Once the Bitstream is generated, run Write Memory Configuration File, select bin, mt25qu512_x1_x2_x4_x8, SPIx8, Load bitstream files, and a location and name for the output binary files. The bitstream will end up in the innova2_xcku15p_ddr4_bram_gpio/innova2_xcku15p_ddr4_bram_gpio.runs/impl_1
directory as design_1_wrapper.bit
. Vivado will add the _primary.bin
and _secondary.bin
extensions as the Innova-2 uses dual MT25QU512 FLASH ICs in x8 for high speed programming.
Proceed to Loading a User Image
The Innova-2's XCKU15P is wired for x8 PCIe at PCIe Block Location: X0Y2. It is capable of 8.0 GT/s Link Speed.

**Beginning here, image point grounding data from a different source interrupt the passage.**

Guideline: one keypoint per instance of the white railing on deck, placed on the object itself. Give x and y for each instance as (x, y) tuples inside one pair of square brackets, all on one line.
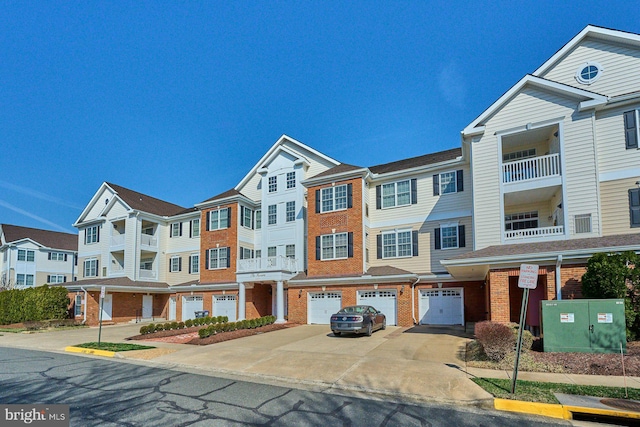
[(276, 263), (532, 233), (148, 240), (535, 167)]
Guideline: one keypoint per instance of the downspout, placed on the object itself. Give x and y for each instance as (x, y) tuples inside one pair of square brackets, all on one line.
[(558, 279), (84, 312), (413, 304)]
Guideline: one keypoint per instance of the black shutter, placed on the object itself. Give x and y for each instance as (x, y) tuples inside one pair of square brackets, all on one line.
[(414, 191), (318, 250), (630, 129), (634, 207), (414, 242)]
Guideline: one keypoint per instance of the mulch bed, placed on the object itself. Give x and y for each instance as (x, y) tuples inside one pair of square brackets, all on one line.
[(595, 363), (190, 335)]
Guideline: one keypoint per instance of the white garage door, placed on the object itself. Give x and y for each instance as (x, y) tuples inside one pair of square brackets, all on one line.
[(441, 307), (384, 301), (225, 305), (189, 307), (322, 305)]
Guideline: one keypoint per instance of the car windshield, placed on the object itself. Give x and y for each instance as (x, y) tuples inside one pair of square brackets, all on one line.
[(356, 309)]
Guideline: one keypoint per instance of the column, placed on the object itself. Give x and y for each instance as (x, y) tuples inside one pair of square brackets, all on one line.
[(280, 302), (241, 301)]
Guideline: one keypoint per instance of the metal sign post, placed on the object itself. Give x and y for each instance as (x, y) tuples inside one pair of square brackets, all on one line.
[(102, 292), (528, 280)]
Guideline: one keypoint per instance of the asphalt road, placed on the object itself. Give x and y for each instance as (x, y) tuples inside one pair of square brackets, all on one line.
[(116, 393)]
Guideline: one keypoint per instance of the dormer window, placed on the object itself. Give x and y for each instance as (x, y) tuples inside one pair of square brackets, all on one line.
[(588, 73)]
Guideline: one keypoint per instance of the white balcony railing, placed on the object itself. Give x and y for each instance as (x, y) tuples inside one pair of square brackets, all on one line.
[(148, 240), (276, 263), (535, 167), (147, 274), (532, 233), (117, 240)]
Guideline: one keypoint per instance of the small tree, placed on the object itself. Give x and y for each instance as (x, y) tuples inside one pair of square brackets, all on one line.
[(616, 276)]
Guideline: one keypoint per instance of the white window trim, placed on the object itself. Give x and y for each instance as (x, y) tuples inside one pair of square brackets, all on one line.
[(396, 232), (395, 194), (453, 225)]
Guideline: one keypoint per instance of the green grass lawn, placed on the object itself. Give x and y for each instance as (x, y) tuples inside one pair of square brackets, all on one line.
[(110, 346), (533, 391)]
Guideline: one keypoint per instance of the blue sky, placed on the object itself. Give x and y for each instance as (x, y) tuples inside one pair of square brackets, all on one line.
[(178, 100)]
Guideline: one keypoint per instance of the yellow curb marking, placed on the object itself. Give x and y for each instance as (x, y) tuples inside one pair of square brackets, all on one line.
[(95, 352)]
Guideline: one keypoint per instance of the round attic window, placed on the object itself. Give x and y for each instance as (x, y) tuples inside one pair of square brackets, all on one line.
[(589, 73)]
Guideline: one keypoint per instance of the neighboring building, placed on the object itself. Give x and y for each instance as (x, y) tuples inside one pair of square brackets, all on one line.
[(556, 172), (136, 247), (34, 257)]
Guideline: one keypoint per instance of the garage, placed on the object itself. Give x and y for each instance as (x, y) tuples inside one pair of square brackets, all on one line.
[(382, 300), (322, 305), (225, 305), (441, 306), (190, 305)]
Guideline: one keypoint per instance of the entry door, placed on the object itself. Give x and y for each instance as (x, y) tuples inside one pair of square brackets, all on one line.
[(147, 306), (172, 308), (107, 307), (225, 305)]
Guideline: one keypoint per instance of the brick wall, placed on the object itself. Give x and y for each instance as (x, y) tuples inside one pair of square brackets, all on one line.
[(227, 237), (349, 220)]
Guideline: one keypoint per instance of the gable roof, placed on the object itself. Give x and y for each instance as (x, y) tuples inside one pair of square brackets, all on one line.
[(142, 202), (46, 238)]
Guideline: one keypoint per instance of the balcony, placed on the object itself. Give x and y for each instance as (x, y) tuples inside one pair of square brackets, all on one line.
[(277, 263), (534, 233), (532, 168)]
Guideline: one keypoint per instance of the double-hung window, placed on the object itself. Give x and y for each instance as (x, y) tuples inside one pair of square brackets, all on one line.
[(272, 214), (291, 211), (218, 258), (91, 268), (218, 219), (291, 180), (91, 234)]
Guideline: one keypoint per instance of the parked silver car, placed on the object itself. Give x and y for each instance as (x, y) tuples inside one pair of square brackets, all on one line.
[(358, 319)]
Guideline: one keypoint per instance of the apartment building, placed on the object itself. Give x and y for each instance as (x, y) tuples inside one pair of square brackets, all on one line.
[(135, 246), (555, 172), (34, 257)]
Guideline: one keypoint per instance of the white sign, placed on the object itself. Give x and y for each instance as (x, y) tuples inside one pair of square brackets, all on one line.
[(528, 276), (605, 317), (567, 318)]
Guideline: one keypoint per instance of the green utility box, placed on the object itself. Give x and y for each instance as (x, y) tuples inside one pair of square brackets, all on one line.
[(584, 325)]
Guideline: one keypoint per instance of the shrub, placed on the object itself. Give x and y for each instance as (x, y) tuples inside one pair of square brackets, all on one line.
[(497, 339)]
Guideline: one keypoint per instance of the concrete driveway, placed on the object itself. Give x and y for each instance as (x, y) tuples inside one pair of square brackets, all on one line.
[(420, 364)]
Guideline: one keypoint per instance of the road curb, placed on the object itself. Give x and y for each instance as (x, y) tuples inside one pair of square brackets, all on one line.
[(559, 411), (91, 351)]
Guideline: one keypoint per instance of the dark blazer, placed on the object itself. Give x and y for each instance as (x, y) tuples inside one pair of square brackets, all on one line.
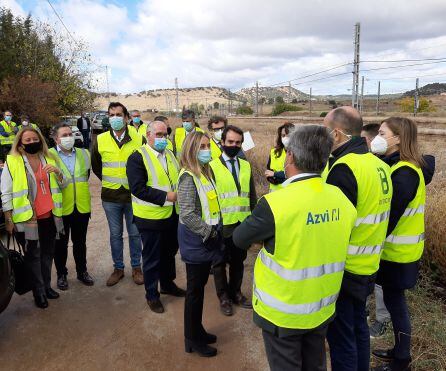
[(79, 123)]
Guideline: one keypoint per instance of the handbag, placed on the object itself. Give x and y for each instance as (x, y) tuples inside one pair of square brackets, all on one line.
[(6, 278), (23, 277)]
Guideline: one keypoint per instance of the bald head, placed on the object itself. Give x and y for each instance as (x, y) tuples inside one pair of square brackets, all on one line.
[(346, 119)]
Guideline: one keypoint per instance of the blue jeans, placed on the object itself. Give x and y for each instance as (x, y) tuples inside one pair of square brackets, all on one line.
[(348, 335), (115, 213)]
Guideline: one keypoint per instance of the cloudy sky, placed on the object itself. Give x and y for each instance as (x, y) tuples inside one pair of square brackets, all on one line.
[(233, 43)]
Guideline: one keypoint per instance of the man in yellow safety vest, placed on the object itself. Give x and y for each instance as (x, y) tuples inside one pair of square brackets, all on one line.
[(108, 161), (76, 205), (305, 228), (152, 171), (237, 197)]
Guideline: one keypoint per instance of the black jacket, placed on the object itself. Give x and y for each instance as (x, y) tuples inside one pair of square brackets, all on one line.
[(358, 286), (120, 195), (137, 176), (405, 183), (79, 123)]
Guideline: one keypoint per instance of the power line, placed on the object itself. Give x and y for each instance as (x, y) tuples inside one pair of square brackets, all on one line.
[(61, 21)]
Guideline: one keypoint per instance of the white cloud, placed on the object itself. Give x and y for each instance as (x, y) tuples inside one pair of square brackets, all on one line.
[(235, 43)]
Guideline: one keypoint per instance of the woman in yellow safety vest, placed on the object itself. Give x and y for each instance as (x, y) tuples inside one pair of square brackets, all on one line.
[(198, 236), (403, 247), (32, 202), (275, 173)]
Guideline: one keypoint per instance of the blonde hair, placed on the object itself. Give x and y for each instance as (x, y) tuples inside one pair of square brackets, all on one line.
[(17, 151), (189, 155), (407, 130)]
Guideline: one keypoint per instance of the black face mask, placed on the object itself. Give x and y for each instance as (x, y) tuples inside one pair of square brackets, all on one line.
[(32, 148), (231, 151)]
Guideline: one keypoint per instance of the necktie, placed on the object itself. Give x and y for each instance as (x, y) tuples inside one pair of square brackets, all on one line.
[(234, 173)]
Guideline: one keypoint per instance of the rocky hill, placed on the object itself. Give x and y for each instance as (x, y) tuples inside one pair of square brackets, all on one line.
[(429, 89)]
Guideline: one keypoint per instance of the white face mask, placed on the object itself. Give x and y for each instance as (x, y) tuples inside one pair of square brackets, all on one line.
[(286, 141), (217, 135), (67, 142), (379, 145)]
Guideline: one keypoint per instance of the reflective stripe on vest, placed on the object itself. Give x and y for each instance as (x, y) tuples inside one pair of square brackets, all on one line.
[(210, 209), (373, 206), (77, 191), (114, 158), (22, 210), (296, 285), (276, 164), (234, 207), (405, 244), (157, 178)]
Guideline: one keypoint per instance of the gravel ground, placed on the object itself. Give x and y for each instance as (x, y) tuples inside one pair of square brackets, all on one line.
[(111, 328)]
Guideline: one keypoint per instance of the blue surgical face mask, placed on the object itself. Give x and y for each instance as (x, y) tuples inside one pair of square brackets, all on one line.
[(188, 126), (160, 144), (116, 123), (204, 156)]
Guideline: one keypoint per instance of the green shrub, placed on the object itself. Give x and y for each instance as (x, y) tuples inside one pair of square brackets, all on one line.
[(284, 107)]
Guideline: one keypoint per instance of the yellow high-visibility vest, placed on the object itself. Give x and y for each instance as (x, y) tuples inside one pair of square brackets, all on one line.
[(234, 205), (157, 178), (210, 209), (77, 192), (297, 285), (406, 243), (22, 210), (180, 136), (114, 159), (8, 129)]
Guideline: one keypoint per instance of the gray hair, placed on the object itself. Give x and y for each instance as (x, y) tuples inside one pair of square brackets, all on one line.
[(151, 125), (310, 146)]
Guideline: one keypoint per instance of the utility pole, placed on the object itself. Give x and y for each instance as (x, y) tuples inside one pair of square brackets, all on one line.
[(377, 98), (416, 102), (361, 107), (176, 96), (311, 102), (355, 88), (257, 98), (106, 80)]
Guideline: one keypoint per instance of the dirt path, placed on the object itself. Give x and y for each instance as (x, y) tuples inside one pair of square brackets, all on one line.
[(92, 328)]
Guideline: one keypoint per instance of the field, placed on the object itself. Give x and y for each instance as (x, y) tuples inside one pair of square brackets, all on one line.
[(427, 300)]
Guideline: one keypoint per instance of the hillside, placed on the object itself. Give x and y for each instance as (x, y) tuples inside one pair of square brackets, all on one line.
[(429, 89)]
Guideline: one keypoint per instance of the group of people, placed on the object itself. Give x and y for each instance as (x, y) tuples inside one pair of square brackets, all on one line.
[(344, 211)]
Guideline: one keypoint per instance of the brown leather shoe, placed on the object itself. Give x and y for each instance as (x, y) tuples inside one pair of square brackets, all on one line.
[(138, 278), (156, 306), (226, 307), (115, 277), (242, 301)]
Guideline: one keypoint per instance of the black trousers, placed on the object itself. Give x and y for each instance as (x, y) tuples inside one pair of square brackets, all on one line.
[(396, 304), (39, 254), (77, 223), (158, 259), (197, 277), (304, 352), (234, 257)]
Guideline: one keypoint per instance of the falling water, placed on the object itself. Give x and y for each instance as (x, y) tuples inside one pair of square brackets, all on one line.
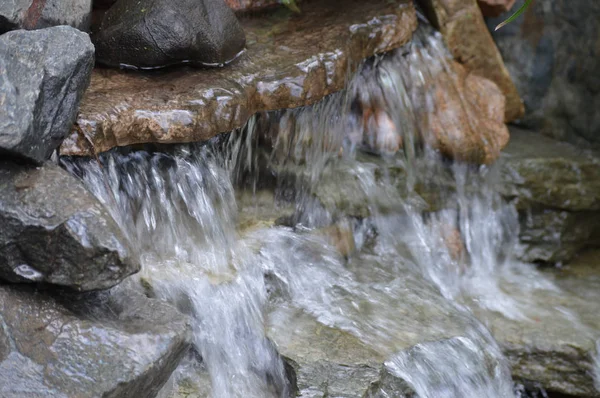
[(178, 207)]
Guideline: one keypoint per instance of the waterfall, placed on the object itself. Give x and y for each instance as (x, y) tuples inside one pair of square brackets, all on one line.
[(178, 207)]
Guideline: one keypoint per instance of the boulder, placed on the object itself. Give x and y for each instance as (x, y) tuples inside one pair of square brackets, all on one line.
[(493, 8), (113, 345), (471, 44), (556, 188), (553, 344), (251, 5), (552, 53), (292, 60), (157, 33), (465, 118), (35, 14), (54, 231), (43, 75), (539, 171)]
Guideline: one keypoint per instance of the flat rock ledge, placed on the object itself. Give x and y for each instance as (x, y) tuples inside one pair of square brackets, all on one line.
[(291, 60)]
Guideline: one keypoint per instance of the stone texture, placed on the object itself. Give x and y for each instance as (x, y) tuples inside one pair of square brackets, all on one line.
[(465, 120), (158, 33), (38, 14), (555, 344), (54, 231), (541, 171), (251, 5), (43, 74), (117, 345), (493, 8), (556, 187), (366, 359), (553, 54), (469, 41), (291, 61)]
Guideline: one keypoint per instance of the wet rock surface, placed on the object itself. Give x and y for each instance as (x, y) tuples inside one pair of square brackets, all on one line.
[(554, 344), (361, 357), (43, 74), (466, 120), (160, 33), (493, 8), (55, 232), (291, 60), (556, 187), (117, 345), (469, 41), (35, 14), (553, 56)]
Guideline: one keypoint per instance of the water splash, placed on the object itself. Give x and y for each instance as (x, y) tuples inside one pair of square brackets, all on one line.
[(178, 207)]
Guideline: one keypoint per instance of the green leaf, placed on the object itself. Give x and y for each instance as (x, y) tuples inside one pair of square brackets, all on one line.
[(291, 4), (515, 15)]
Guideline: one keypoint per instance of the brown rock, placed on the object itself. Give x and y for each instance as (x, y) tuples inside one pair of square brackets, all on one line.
[(290, 61), (250, 5), (493, 8), (471, 44), (465, 121)]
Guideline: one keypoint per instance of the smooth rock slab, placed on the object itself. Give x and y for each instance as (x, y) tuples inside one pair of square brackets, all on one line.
[(291, 60), (54, 231), (43, 74), (117, 345)]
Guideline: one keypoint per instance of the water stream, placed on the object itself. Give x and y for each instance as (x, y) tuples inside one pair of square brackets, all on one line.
[(180, 209)]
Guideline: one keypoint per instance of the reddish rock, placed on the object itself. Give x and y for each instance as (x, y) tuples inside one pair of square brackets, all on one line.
[(471, 44), (493, 8), (465, 121), (290, 61)]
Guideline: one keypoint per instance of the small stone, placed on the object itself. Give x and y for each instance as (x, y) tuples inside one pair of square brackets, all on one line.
[(158, 33), (55, 232), (493, 8), (35, 14), (43, 75), (118, 344)]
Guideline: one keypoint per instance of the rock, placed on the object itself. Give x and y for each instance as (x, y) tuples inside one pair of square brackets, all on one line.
[(54, 231), (556, 188), (554, 237), (464, 121), (554, 344), (465, 32), (43, 75), (552, 54), (251, 5), (158, 33), (372, 343), (117, 345), (493, 8), (292, 60), (35, 14), (537, 170)]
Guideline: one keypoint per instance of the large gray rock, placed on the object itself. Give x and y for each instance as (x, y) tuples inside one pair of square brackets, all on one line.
[(554, 344), (157, 33), (54, 231), (556, 188), (35, 14), (117, 345), (43, 74), (553, 56)]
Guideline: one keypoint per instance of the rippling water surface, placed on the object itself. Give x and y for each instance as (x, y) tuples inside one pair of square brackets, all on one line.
[(392, 277)]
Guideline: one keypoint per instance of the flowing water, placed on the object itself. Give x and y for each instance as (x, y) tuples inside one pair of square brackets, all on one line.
[(180, 209)]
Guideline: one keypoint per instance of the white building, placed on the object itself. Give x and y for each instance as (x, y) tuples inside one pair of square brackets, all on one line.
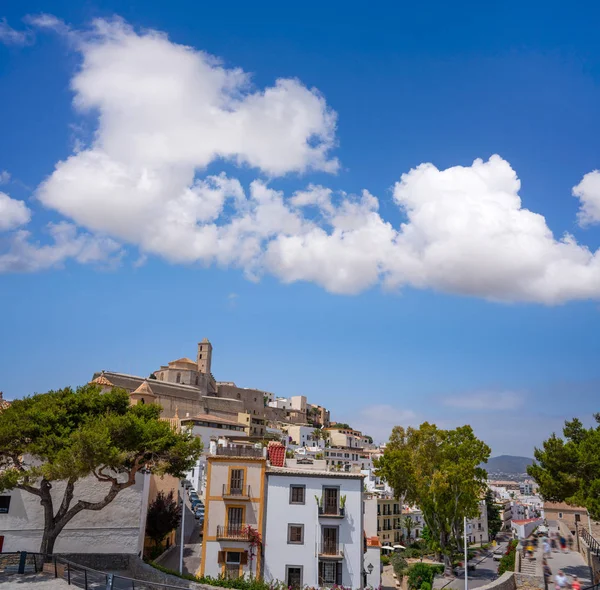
[(309, 543), (117, 528), (209, 427)]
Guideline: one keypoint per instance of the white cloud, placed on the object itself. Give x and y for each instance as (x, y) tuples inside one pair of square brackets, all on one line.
[(10, 36), (22, 255), (588, 193), (486, 401), (13, 213), (166, 111)]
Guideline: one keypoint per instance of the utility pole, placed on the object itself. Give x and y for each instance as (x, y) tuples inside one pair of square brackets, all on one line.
[(466, 554), (182, 543)]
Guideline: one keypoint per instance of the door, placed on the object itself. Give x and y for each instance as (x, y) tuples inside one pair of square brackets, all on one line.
[(235, 520), (330, 544), (237, 481), (331, 501)]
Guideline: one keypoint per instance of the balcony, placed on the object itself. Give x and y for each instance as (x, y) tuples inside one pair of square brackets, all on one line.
[(331, 512), (243, 493), (331, 551), (251, 452), (233, 533)]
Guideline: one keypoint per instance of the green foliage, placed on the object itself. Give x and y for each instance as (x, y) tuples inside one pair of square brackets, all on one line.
[(419, 574), (163, 516), (507, 563), (568, 469), (438, 470), (399, 564), (493, 514), (66, 435)]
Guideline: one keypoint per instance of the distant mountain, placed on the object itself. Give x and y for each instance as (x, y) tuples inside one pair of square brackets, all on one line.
[(508, 464)]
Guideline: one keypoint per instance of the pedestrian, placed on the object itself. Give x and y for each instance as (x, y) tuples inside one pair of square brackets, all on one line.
[(547, 572), (563, 544), (560, 581)]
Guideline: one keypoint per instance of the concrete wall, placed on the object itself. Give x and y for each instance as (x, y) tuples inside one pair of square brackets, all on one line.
[(115, 529), (280, 513)]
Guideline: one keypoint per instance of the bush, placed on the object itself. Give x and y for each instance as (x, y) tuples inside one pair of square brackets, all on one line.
[(399, 564), (420, 573), (507, 563)]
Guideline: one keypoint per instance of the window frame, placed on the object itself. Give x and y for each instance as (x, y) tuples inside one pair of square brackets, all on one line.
[(298, 567), (301, 527), (298, 486)]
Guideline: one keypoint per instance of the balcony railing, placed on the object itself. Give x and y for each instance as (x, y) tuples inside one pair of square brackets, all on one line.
[(239, 452), (241, 493), (331, 551), (233, 532), (331, 512)]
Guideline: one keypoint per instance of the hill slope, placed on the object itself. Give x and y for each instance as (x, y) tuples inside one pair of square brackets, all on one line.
[(508, 464)]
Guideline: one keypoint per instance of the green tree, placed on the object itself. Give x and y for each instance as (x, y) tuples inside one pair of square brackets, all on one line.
[(568, 468), (438, 470), (164, 515), (493, 513), (408, 523), (48, 442)]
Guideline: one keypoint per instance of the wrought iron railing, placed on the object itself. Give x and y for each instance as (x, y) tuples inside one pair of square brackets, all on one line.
[(239, 452), (233, 532), (22, 563), (241, 492)]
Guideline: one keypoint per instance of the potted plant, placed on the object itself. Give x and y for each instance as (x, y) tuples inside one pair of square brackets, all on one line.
[(319, 503), (342, 505)]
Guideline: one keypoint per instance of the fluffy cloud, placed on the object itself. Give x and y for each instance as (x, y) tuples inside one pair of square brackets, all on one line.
[(21, 255), (10, 36), (13, 213), (485, 401), (165, 112), (588, 192)]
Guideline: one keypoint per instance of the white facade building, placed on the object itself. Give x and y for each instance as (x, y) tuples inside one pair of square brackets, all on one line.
[(307, 544), (117, 528)]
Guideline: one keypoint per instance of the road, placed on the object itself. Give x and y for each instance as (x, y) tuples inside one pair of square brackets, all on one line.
[(486, 571)]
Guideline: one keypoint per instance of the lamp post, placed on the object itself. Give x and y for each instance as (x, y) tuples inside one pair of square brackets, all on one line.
[(182, 527)]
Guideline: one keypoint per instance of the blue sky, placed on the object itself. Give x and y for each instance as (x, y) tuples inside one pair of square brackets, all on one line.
[(188, 200)]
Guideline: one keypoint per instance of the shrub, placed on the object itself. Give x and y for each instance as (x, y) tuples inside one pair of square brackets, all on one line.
[(419, 573), (399, 564)]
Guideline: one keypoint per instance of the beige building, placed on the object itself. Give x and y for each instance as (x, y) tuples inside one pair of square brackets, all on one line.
[(570, 515), (234, 511), (389, 521)]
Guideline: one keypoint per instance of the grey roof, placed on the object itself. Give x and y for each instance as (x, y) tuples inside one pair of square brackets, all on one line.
[(159, 388)]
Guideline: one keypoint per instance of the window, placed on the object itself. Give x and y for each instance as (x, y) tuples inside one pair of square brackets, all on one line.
[(330, 573), (296, 534), (236, 482), (293, 576), (297, 494), (4, 504)]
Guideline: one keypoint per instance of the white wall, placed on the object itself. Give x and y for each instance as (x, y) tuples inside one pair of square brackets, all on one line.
[(115, 529), (280, 513)]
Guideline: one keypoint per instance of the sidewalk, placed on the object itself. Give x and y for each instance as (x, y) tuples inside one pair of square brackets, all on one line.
[(571, 563)]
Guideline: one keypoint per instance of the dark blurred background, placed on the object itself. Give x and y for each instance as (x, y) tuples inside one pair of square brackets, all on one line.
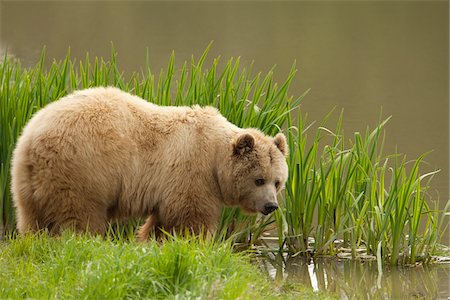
[(362, 56)]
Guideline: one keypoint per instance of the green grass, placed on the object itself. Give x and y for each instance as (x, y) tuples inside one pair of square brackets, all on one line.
[(342, 193), (82, 267)]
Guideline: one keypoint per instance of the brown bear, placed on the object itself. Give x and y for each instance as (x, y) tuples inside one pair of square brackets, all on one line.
[(101, 154)]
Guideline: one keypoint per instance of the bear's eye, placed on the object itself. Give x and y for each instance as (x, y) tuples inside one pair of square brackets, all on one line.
[(277, 184), (260, 182)]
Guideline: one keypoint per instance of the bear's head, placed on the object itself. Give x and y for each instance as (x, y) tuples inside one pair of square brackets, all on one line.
[(258, 171)]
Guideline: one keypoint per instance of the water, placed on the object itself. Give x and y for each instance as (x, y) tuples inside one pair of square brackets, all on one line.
[(361, 279), (363, 56)]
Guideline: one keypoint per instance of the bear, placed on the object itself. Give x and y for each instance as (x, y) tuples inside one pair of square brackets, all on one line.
[(100, 155)]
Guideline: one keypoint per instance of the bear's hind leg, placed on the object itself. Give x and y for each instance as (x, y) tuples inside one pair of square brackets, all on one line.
[(150, 226)]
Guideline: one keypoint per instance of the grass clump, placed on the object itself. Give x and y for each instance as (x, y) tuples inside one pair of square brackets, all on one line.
[(82, 267)]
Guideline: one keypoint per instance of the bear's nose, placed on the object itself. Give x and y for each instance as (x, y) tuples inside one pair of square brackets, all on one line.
[(269, 207)]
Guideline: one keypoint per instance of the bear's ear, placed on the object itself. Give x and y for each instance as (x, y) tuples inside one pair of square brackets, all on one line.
[(280, 142), (244, 144)]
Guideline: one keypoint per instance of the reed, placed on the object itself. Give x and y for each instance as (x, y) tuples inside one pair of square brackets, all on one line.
[(341, 193)]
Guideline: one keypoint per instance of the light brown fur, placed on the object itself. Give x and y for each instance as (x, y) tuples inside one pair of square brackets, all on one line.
[(102, 154)]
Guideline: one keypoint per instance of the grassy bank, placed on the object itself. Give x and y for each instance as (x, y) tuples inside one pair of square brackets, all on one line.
[(342, 192), (83, 267)]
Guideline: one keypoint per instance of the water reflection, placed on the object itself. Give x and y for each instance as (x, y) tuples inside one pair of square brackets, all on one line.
[(350, 279)]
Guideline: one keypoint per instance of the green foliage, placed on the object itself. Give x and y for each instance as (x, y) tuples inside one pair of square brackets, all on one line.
[(340, 193), (353, 197), (83, 267)]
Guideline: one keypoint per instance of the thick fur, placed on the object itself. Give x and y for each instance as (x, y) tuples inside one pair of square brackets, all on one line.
[(102, 154)]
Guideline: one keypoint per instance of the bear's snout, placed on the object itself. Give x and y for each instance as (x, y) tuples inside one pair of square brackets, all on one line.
[(269, 207)]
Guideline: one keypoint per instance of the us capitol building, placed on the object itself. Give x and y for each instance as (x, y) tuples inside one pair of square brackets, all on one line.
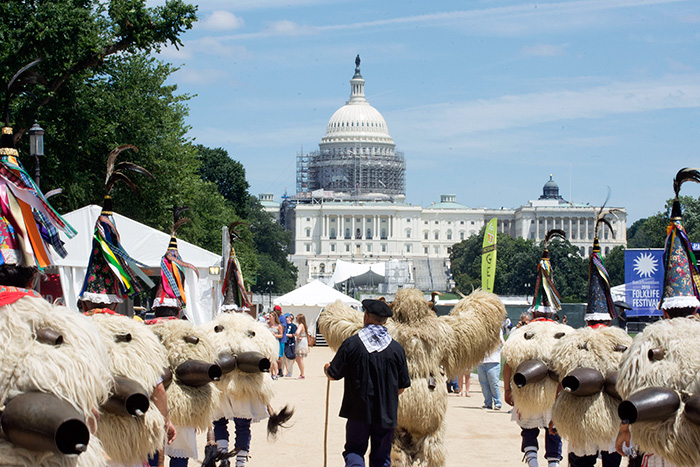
[(350, 205)]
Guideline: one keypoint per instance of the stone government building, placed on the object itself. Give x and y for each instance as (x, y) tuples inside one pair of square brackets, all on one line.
[(350, 205)]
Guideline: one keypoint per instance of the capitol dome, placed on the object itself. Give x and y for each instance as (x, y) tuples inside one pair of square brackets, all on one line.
[(357, 120), (357, 155)]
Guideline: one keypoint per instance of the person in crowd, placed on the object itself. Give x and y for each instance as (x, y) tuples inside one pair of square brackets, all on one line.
[(302, 343), (273, 323), (525, 318), (507, 326), (376, 373), (464, 382), (290, 354), (489, 372)]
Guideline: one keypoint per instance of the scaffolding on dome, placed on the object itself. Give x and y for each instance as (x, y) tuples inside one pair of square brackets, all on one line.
[(355, 172)]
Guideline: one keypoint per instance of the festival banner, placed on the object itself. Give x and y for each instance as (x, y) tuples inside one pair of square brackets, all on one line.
[(644, 276), (488, 256)]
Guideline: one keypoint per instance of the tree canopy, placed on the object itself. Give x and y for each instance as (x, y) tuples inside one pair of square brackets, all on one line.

For this design I set the PCIe Base Class to Memory Controller and the Sub-Class to RAM.
I disable the Configuration Management Interface.
The DDR4 is configured for a Memory Speed of 833ps = 1200MHz = 2400 MT/s Transfer Rate. The DDR4 reference clock is 9996ps = 100.04MHz. This project includes a custom part definition in innova2_ku15p_MT40A1G16.csv for the MT40A1G16.
Data Mask and DBI is set to NO DM DBI WR RD which automatically enables ECC on a 72-Bit interface.
The Arbitration Scheme is set to Round Robin under AXI Options.